O teu silêncio impassível
erige contornos entre nós.
Não te dás contas disso?
Preferiria antes a solidez despedaçada
à tua fluida indiferença.
Se assim o queres,
não me atormentes mais
com a língua muda
dos teus reflexos,
nem me venha obtuso
alardear uma falsa polidez.
Parto-te.
Partes-me.
Partimo-nos.
Adeus.
Seja por meio da prosa ou da poesia, o livro exige a participação do leitor, como bem resumido pela própria Carine Mendes na apresentação: "o leitor é convidado a reunir, significar e subverter a linearidade textual para (des)construir peça por peça", seguindo este caminho, a obra surpreende pela coragem em propor com a sua "prosa imagem" novas alternativas estéticas para a literatura contemporânea no esforço sempre renovado de contar boas histórias.
"Luís andava em cismas e segredos a esgueirar-se pelas quinas, não queria ser ouvido ou surpreendido, ao menos não mais do que andava ele mesmo a se surpreender, estava agora pelos 10 buliçosos anos. Sentava-se muitas vezes ao fundo do abrigo e perscrutava aquela excrescência a manifestar-se por entre as pernas. Estava curioso por experimentar as sensações concentradas, vindas não se sabe de que adjacências. Acordava e sentia a elevação, atiçada antes mesmo dos saberes e a tomar-se de vontades próprias. Tocava, manipulava, despertava de maneiras outras, intensas e únicas. Seus pensamentos convergiam em uníssono para as sensações de de atrito, intumescência e contato com o jato aguado. Pegava o esguicho nas mãos e pela primeira vez na vida sentia algo muito próximo de uma repulsa. Tentava se controlar e se satisfazer pela perícia, mas esta só fazia o favor de aumentar-lhe as ânsias. [...]" (p. 89)

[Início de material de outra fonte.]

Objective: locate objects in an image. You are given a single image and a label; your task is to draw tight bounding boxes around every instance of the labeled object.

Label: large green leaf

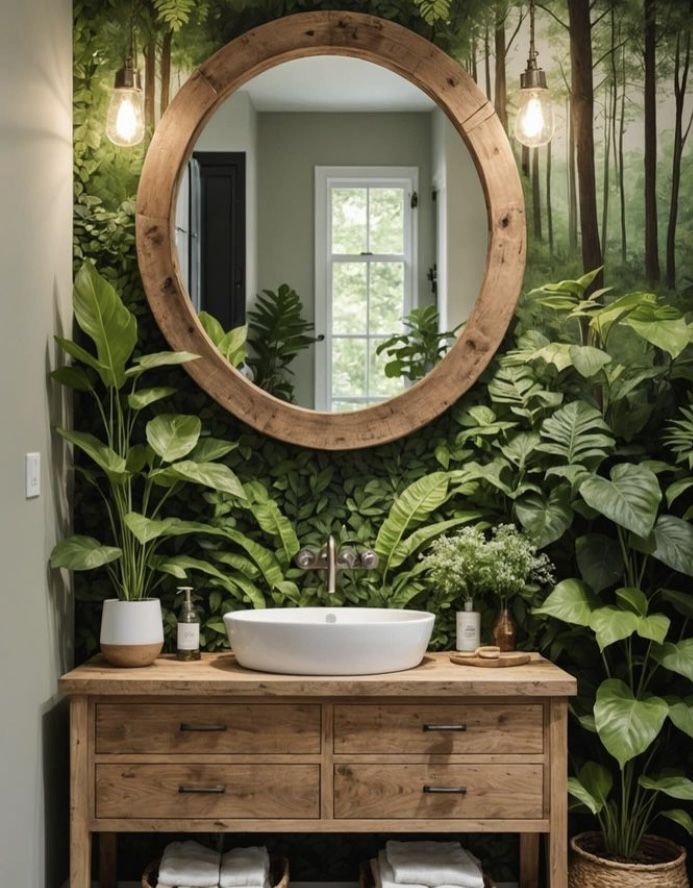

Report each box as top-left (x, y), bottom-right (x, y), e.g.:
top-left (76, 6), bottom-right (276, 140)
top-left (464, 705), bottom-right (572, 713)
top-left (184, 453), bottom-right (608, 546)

Sobre a autora: Carine Mendes nasceu em Maceió/AL, local onde atualmente reside. A autora é mestre e doutora em Psicologia Clínica pela Universidade de São Paulo e atua como professora de Psicologia, psicoterapeuta e escritora. Um primeiro poema aos 12 anos abriu-lhe as portas de um mundo a ser explorado a partir da letra e da palavra-sentimento. No entanto, seu percurso de escrita sempre foi permeado pelos desafios de estimular, separar e conciliar a escrita acadêmica e literária. Nesse embate entre diferentes linguagens e diferentes palavras-efeito, optou-se por sustentar a escrita sobretudo em todavia, o que transforma Ponto Cego no reflexo da busca incessante por reinvenção.